Require js-iterator. TODO: npm

var Iterator = require('js-iterator');

On creation, iterators take a next function in node callback style. To get the next value from the iterator, call its next method.

// cb(err, item)
function nextRandom(cb) {
    cb(null, Math.random());
}

var it = new Iterator(nextRandom);

it.next(function (err, item) {
  console.log(item);
});
0.13976101111620665

The random iterator is infinite, so conversion to an array would take forever.
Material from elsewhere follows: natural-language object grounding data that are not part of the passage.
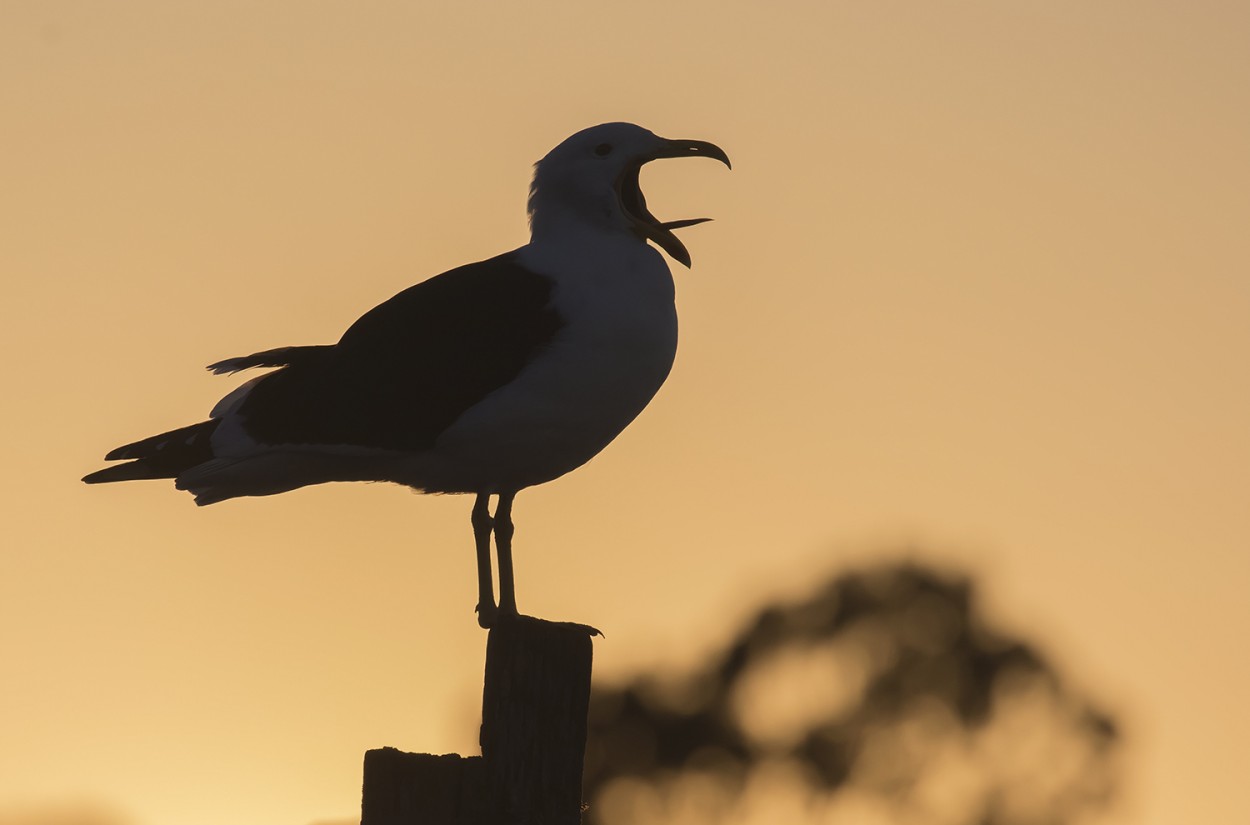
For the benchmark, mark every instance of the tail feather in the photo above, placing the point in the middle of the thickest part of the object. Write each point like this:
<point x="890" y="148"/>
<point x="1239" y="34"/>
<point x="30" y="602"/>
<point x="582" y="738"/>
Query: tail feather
<point x="160" y="456"/>
<point x="281" y="356"/>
But we can constrain the length using take and then get an array of the finite sequence using toArray.

it.take(5).toArray(function (err, result) {
  console.log(result);
});
[ 0.8878921919967979,
  0.8639499587006867,
  0.8767323752399534,
  0.7335713140200824,
  0.9920800605323166 ]

To convert the random real sequence [0,1) into a random integer sequence [1,6] use the map method.

var d6 = it.map(function (x) {
  return Math.floor(x * 6) + 1;
});

d6.take(4).toArray(function (err, result) {
  console.log(result);
});
[ 6, 1, 4, 1 ]

To keep track of how many times we rolled the d6, use the zipWithIndex method.
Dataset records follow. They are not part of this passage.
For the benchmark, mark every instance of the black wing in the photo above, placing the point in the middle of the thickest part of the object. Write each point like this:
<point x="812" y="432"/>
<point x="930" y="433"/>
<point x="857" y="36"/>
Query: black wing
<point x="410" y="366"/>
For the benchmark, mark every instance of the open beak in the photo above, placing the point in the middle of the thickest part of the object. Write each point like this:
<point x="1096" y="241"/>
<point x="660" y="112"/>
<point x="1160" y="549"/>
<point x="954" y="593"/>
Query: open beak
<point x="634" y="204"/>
d6.take(4).zipWithIndex().toArray(function (err, result) {
  console.log(result);
});
[ [ 6, 0 ],
  [ 6, 1 ],
  [ 4, 2 ],
  [ 2, 3 ] ]

api

new Iterator( next() )

Create a new iterator from a next function. On each iteration, next will be called once, and the result will be passed to the callback. To terminate the iterator, return undefined. If an exception is thrown, it will be caught and passed as the err of the consumer callback.

var n = 0;
var it = new Iterator(function () {
  if (n < 3) {
    return n++;
  } else {
    return;
  }
});
it.toArray(function (err, result) {
  console.log(result);
});
[ 0, 1, 2 ]

new Iterator( next(cb(err, value)) )

The next function may also be asynchronous.

var n = 0;
new Iterator(function (cb) {
  setTimeout(function () {
    if (n < 3) {
      return cb(null, n++);
    } else {
      return cb();
    }
  }, 0);
}).toArray(function (err, result) {
  console.log(result);
});

design

motivation: Why build this?

There are many libraries that look similar to this one. There are the reactive projects, Kefir.js, RxJS and Bacon.js, which look promising for event processing. There are monads in Javascript, monet.js. There is the ever popular async library and its siblings: Async.js, Step. There are jQuery and Underscore, both of which support maps and filters and such. There are node streams and mongoose streams If I have missed some project worth mention here, please let me know.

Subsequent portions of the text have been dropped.